Google Webmaster Central Blog - Official news on crawling and indexing sites for the Google index

Behold Google index secrets, revealed!

Tuesday, July 24, 2012 at 3:56 PM

Webmaster level: All

Since Googlebot was born, webmasters around the world have been asking one question: Google, oh, Google, are my pages in the index? Now is the time to answer that question using the new Index Status feature in Webmaster Tools. Whether one or one million, Index Status will show you how many pages from your site have been included in Google’s index.

Index Status is under the Health menu. After clicking on it you’ll see a graph like the following:





It shows how many pages are currently indexed. The legend shows the latest count and the graph shows up to one year of data.

If you see a steadily increasing number of indexed pages, congratulations! This should be enough to confirm that new content on your site is being discovered, crawled and indexed by Google.

However, some of you may find issues that require looking a little bit deeper. That’s why we added an Advanced tab to the feature. You can access it by clicking on the button at the top, and it will look like this:





The advanced section will show not only totals of indexed pages, but also the cumulative number of pages crawled, the number of pages that we know about which are not crawled because they are blocked by robots.txt, and also the number of pages that were not selected for inclusion in our results.

Notice that the counts are always totals. So, for example, if on June 17th the count for indexed pages is 92, that means that there are a total of 92 pages indexed at this point in time, not that 92 pages were added to the index on that day only. In particular for sites with a long history, the count of pages crawled may be very big in comparison with the number of pages indexed.

All this data can be used to identify and debug a variety of indexing-related problems. For example, if some of your content doesn’t appear any more on Google and you notice that the graph of pages indexed has a sudden drop, that may be an indication that you introduced a site-wide error when using meta=”noindex” and now Google isn’t including your content in search results.

Another example: if you change the URL structure of your site and don’t follow our recommendations for moving your site, you may see a jump in the count of “Not selected”. Fixing the redirects or rel=”canonical” tags should help get better indexing coverage.

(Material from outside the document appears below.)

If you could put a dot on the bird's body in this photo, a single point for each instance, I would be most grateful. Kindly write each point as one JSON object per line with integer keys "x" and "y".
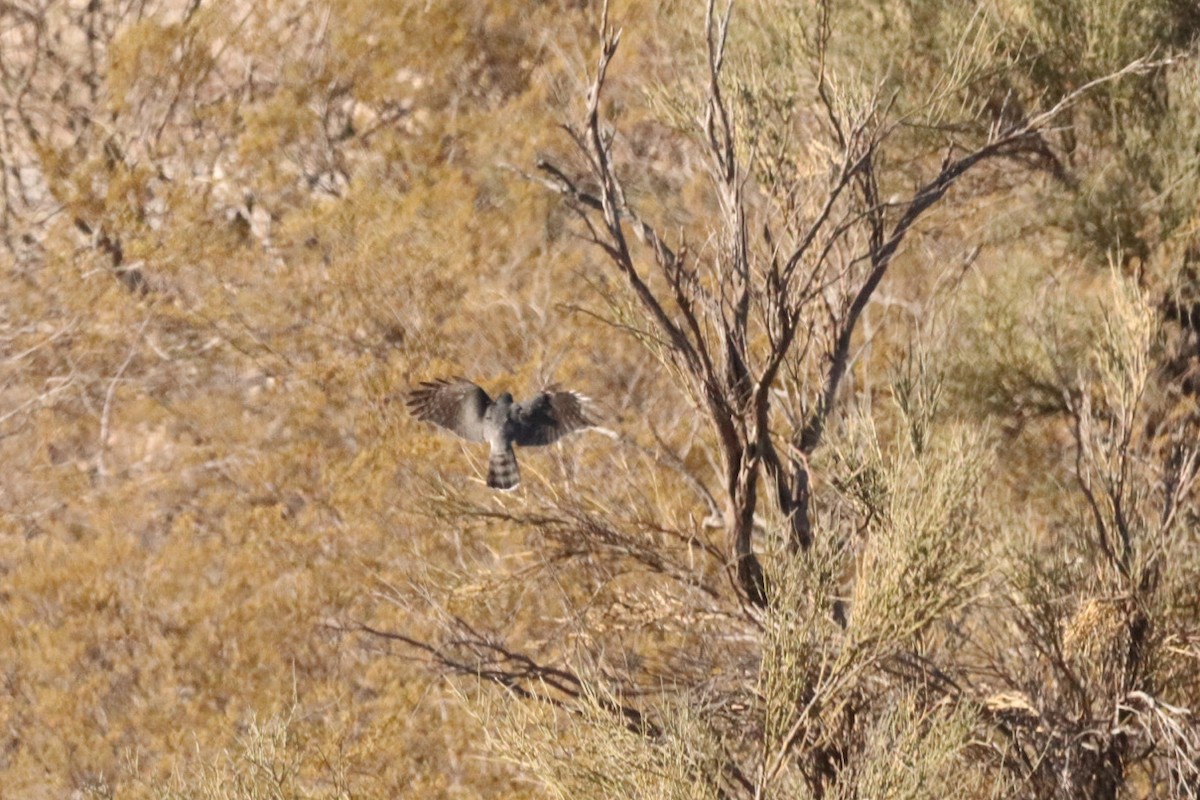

We hope that Index Status will bring more transparency into Google’s index selection process and help you identify and fix indexing problems with your sites. And if you have questions, don’t hesitate to ask in our Help Forum.

Posted by , and, Webmaster Tools Team
The comments you read here belong only to the person who posted them. We do, however, reserve the right to remove off-topic comments.

73 comments:

BrettMove said...

Awesome! Just awesome!

Takeshi said...

Ok, this is amazing, but where is the export function??

Jennifer Alviso said...

Please give us a way to export the data. Thanks :)

Menashe Avramov said...

Now provide us the same tool for the unindexed.
pages to help the webmasters get ready for potential problem

Richard Wan said...

Nice for dynamically generated pages from webmasters...

Naat Niit Nuut said...

Awesome! Thanks :)

webdesignarticle said...

This was much awaited feature.. Thanks for getting it done... But i suggest that this feature should have have data export feature in it.

Pierre Bouchard said...

Amazing feature ! Hope the API datas will be refresh every night correctly, not as crawl errors datas via API. It's important !

Javi said...

colors are not very well chosen... gren should be "indexed" = good, red should be for BAD (not indexed, blocked...)

Jitendra Indave said...

This is what I was looking for...thanks blogger team..

Krishna Salvi said...

This Option is very helpful for Webmasters, If Google Webmaster Tool add one more feature for Export Data than Webmasters manage website very well.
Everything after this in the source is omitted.